When you have to make a turn, there shouldn’t be any noise coming from the steering wheel. Any such noises suggest there could be a problem with one or more of the numerous components in your car’s suspension and steering systems.
Turning puts a lot of stress on these parts and wear them out, causing a whining, groaning, or rubbing sound to occur. This might seem like no big deal, but you shouldn’t ignore these sounds as they could be an early warning sign of a serious problem.
The suspension and steering systems of a vehicle all work together to allow the steering wheel to turn your tires. In most economy cars, this would be its two front wheels.
The turning of the steering wheel requires plenty of power steering fluid and a healthy belt and pump. The suspension system then helps absorb additional pressure from the turning. Those parts most affected include the control arms, steering knuckle, and ball joints.
Top 9 Causes of Steering Wheel Noise When Turning
When there’s a problem with a component in the suspension or steering system, they’ll have trouble supporting the vehicle’s heavy weight. They must also be able to move in the ways they’re supposed to. Although lubrication will help preserve their lifespan, these parts will fail eventually. The first warning sign will be noises when turning the steering wheel. Here’s what they could mean:
#1 – Jounce Bushing is Dry
The front strut has something called a jounce bushing on top of it. When the bushing becomes dry, turning will create creaking or groaning sounds. These sounds will get worse the longer you wait to fix this problem.
#2 – Bad Power Steering Rack
A whining sound while turning could be the result of a bad power steering rack. This whining sound will be most recognizable while driving at lower speeds. Sometimes a bad belt or vane pump can cause this too.
#3 – Bad Struts and Shocks
Your struts and shocks can last quite a long time in your vehicle, but eventually they will wear down and go bad. The first sign is noises when you turn. If the parts are not replaced, the car will also begin to bounce during turns.

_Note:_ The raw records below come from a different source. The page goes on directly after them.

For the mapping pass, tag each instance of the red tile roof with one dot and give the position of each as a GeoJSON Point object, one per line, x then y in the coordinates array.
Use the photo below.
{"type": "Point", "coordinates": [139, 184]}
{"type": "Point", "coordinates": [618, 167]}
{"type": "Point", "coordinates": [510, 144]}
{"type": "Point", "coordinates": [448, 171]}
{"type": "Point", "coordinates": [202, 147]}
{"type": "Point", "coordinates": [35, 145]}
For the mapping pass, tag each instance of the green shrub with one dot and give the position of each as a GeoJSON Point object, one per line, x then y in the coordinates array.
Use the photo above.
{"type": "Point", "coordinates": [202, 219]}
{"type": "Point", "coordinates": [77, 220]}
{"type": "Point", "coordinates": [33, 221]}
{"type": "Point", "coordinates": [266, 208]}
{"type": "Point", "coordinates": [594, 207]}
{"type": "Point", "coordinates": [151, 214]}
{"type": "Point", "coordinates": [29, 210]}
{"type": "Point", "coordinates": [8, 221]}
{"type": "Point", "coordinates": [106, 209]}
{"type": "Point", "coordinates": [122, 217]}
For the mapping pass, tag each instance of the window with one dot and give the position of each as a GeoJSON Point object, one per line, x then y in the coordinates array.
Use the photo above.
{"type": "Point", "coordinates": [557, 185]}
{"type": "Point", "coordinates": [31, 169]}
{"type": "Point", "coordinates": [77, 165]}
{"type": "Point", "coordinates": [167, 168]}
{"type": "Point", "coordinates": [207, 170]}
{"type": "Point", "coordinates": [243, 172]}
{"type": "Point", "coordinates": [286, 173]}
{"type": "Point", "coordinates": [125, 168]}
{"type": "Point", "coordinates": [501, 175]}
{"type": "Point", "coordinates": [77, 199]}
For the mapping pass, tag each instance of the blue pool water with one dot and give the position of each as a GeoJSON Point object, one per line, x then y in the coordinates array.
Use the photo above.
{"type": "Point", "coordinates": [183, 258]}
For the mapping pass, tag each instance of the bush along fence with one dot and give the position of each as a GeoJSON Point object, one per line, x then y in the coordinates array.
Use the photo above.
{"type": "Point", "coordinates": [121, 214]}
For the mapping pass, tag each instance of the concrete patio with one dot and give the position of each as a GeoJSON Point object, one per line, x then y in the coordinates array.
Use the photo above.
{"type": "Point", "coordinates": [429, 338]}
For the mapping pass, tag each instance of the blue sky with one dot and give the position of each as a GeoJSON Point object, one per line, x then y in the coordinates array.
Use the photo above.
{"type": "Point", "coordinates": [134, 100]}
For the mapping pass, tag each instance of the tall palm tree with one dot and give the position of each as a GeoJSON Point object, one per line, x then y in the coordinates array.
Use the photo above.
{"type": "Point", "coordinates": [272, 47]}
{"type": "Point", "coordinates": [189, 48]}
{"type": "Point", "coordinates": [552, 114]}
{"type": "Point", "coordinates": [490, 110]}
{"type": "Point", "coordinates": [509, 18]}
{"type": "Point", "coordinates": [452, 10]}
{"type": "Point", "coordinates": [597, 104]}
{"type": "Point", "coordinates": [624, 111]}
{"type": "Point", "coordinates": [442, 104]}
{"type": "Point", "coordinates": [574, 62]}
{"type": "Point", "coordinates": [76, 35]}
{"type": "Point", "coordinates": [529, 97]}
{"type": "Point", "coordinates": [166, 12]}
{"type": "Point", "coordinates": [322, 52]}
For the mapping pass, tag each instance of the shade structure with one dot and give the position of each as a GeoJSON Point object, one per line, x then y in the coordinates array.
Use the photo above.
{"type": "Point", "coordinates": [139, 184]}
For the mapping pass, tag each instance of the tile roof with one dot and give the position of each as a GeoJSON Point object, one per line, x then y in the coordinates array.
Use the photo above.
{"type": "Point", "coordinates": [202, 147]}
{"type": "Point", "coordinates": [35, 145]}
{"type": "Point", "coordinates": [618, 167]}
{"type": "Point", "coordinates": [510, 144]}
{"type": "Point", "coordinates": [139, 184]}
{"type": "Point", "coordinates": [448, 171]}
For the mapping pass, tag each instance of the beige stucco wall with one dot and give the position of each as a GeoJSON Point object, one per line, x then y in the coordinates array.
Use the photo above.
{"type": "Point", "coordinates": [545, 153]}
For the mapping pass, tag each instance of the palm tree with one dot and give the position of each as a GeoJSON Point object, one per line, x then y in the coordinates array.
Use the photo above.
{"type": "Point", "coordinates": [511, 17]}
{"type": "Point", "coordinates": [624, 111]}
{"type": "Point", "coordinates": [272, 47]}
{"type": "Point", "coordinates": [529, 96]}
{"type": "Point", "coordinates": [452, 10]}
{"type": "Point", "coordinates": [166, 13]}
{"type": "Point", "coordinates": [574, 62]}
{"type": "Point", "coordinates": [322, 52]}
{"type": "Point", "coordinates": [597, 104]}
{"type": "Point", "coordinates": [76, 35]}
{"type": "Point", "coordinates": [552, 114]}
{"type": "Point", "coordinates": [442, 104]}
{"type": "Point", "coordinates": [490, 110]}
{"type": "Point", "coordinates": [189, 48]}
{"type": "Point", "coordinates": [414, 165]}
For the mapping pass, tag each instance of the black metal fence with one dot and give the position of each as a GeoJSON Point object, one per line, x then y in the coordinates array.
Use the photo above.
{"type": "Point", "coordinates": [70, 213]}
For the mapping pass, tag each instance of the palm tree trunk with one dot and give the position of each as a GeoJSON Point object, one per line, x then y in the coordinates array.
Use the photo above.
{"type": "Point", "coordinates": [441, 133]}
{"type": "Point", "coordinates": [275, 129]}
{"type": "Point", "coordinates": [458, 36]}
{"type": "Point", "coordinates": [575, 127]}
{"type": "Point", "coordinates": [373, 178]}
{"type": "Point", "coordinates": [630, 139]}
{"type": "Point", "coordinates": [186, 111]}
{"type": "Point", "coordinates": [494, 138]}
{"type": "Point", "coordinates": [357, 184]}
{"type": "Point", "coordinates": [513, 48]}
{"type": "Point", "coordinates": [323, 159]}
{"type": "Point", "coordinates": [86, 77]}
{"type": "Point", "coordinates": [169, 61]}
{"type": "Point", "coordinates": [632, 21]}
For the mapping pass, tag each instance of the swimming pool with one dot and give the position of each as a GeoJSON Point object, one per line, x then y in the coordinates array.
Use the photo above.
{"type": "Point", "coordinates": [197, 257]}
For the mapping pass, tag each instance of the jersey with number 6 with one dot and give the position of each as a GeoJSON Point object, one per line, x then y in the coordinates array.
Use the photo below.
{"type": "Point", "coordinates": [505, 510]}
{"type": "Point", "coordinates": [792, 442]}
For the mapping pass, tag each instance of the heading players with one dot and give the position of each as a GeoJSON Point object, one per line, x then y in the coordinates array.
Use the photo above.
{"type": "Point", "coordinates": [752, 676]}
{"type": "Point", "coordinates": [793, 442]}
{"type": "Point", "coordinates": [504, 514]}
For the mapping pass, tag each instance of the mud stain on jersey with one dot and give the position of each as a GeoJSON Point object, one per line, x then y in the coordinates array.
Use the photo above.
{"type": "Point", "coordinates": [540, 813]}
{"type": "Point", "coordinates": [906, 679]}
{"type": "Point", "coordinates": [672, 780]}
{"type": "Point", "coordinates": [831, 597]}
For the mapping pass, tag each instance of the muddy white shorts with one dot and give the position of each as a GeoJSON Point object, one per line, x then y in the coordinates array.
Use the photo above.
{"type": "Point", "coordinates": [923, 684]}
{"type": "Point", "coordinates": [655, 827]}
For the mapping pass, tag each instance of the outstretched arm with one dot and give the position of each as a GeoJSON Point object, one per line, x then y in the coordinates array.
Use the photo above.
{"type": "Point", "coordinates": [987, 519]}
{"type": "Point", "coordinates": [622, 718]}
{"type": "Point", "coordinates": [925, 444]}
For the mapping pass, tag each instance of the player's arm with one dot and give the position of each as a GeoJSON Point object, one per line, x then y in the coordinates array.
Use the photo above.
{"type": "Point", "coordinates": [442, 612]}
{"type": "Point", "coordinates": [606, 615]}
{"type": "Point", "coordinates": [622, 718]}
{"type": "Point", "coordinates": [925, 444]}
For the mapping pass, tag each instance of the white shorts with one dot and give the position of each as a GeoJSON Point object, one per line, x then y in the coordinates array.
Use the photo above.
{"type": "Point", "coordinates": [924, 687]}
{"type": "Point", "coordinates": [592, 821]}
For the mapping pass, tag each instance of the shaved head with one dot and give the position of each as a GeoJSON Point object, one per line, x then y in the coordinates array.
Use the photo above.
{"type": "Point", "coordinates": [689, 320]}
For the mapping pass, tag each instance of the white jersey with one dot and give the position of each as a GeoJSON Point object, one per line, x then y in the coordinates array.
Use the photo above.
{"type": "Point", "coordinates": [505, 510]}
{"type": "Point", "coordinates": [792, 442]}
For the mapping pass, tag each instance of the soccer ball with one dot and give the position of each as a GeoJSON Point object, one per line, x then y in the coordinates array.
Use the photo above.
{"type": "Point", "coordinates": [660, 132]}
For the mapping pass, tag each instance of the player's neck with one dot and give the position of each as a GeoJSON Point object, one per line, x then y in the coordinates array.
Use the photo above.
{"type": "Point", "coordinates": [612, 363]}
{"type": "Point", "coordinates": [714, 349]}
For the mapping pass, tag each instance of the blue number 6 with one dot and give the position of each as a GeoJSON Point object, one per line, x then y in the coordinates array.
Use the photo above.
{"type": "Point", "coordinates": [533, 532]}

#4 – Worn Steering Column Bearing
If your steering wheel is making a loud rubbing noise when turning, the culprit could be the upper bearing on the steering column itself. This can cause the the plastic on the back of some steering wheels to rub against the cowling on the steering column. This is most noticeable in hot weather which causes some parts to expand.
#5 – Bad Tie Rod Ends
When you turn a steering wheel, it’s the tie rods which enable the wheels to move in response. A worn or damaged tie rod will create a knocking sound. This is especially true when you turn at lower speeds.
#6 – Bad Ball Joints
The steering knuckles and control arms are able to sustain movement with the help of ball joints. These joints need lubrication to prevent themselves from going dry. When they become dry, they will start to make noise. They are also often the issue if your steering wheel shakes.
#7 – Bad Suspension Bushings
Like all bushings, the suspension bushings will wear over time and eventually will go bad. All the wear and tear causes them to break down and crack. This will result in a creaking sound as you turn the wheel.
#8 – Power Steering Fluid Leaks
Power steering systems use a specially formulated fluid to lubricate and transmit the necessary pressure to move the steering smoothly. This fluid flows from a reservoir to the steering rack and pinion or steering box. If the power steering fluid leaks, it will produce a noise, especially when turning.
#9 – Steering Reservoir Tank Clogged
Power steering fluid is stored in the steering reservoir tank. Generally, there is filter inside reservoir tank to keep the fluid clean. When the reservoir becomes clogged, it will also produce a noise when turning.
How to Fix
The problem can be diagnosed in virtually any location. A professional mechanic is able to easily check your suspension system and steering system to see what’s causing the noises. Based on their diagnosis, they will recommend what needs to be fixed or replaced.
Sometimes your suspension system might just require lubrication, but while they’re in there, other worn or damaged parts will be noted as needing to be repaired or replaced.